Deduplication Statistics
To obtain detailed deduplication information, you can use Duplicacy’s logging and scripting capabilities to analyze the backup process. While Duplicacy does not natively provide split deduplication statistics between “within snapshot” and “within storage,” you can parse the logs to extract this information.
Helper Scripts and Projects
There are a few community projects and scripts that can help extend Duplicacy’s functionality:
Duplicacy-Utils: A set of utilities and scripts developed by the Duplicacy community to help with various tasks, including monitoring and reporting. You can find more information and download these tools from the Duplicacy-Utils GitHub repository.
Custom Scripts: Writing custom scripts to parse Duplicacy logs can help you achieve the specific insights you’re looking for. For example, you can use Python or another scripting language to process the logs and generate reports on file-level deduplication.

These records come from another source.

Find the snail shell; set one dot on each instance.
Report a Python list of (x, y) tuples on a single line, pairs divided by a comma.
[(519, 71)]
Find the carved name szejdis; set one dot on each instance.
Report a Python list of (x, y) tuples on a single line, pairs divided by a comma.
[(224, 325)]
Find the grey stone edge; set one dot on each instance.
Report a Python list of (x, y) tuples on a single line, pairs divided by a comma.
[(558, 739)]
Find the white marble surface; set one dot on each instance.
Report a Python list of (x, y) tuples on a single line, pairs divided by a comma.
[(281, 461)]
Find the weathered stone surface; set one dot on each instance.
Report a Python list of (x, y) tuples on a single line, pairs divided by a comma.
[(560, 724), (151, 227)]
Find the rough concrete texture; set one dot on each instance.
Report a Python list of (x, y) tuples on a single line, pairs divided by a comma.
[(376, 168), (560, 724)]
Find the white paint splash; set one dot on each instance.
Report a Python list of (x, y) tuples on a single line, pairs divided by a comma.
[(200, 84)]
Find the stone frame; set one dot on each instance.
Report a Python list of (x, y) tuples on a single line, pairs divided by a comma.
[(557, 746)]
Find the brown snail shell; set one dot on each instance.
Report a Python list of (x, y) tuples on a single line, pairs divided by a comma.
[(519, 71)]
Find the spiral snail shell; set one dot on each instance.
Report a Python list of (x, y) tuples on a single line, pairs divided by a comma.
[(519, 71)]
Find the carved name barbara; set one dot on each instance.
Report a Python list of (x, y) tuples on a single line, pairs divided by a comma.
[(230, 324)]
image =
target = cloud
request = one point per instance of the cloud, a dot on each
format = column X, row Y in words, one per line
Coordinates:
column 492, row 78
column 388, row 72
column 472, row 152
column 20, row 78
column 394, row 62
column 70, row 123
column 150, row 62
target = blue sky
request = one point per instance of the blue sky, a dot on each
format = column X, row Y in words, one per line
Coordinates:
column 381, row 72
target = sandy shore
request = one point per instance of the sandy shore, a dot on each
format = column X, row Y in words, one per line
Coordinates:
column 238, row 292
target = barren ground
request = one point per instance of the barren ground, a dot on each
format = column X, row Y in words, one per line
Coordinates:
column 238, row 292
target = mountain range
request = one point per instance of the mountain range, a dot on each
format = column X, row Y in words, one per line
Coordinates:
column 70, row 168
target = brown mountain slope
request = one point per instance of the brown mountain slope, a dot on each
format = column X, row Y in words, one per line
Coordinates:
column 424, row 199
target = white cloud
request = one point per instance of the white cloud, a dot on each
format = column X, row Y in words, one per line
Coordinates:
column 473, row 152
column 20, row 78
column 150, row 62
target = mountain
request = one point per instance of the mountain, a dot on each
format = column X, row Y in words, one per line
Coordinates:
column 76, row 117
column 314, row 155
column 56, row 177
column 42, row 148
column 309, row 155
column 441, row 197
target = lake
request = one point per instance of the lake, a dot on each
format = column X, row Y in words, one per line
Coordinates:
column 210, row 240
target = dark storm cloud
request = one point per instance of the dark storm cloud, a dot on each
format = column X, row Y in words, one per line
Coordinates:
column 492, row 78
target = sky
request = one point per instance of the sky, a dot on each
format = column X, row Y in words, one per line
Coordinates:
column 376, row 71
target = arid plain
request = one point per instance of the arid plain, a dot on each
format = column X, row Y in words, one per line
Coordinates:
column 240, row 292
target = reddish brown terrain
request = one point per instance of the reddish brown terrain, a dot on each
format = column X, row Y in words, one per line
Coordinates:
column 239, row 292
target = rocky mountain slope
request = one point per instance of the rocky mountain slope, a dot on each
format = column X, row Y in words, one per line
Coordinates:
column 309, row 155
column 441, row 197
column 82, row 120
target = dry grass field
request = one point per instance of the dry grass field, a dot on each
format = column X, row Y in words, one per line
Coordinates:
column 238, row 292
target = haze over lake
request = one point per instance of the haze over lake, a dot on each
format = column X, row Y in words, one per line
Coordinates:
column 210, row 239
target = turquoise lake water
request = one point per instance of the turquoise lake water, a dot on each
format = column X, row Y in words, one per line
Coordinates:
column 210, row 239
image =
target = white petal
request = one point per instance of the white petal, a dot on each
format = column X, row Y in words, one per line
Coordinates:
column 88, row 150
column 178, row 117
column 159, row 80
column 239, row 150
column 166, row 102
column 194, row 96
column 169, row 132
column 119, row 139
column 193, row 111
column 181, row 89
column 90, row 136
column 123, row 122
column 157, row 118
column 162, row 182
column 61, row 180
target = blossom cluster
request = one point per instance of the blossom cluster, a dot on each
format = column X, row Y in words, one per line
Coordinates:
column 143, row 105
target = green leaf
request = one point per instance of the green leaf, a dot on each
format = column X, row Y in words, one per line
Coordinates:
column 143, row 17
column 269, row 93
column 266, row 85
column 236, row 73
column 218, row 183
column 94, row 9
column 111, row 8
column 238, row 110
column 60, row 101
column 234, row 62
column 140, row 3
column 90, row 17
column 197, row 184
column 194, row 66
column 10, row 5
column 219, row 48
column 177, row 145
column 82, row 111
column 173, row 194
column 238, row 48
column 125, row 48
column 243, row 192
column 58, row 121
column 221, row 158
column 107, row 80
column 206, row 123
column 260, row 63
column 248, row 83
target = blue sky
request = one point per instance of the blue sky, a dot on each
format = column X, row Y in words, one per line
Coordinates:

Post-Processing with File Hashes: As you suggested, another approach is to perform post-processing by analyzing file hashes. By comparing hashes of files in the current backup against previous backups, you can determine redundancy and generate detailed reports.
Developing New Tools
Your idea of developing a tool to identify and present duplicates and monitor the disappearance of important files is excellent. Here are some suggestions for implementing this:
File Hash
Comparison: Implement a system that calculates and stores file hashes during each backup. You can then compare these hashes across backups to identify duplicates and files that have disappeared.
Alert System:
Create an alert system that triggers notifications when important files are no longer found in the current backup. This could be implemented using a combination of hash comparison and file monitoring.
Visualization:
Develop a user-friendly interface to visualize duplicates and changes in the backup sets. This can help users quickly identify and address redundancy and potential data loss.
What I have discovered so far from testing other projects.
Duplicacy is a powerful backup tool, and while it does not natively provide all the detailed deduplication statistics you are looking for, with some scripting and additional tools, you can achieve these insights. Your initiative to develop further tools and features will undoubtedly be valuable to the community.
If you decide to develop these tools, consider sharing them on the Duplicacy forums or GitHub to benefit other users who might have similar needs.
Best of luck with your development, and feel free to share any progress or ask for further assistance!
You might be wondering , do I work here ??
NO ! But I did stay at a Holiday inn Express last night.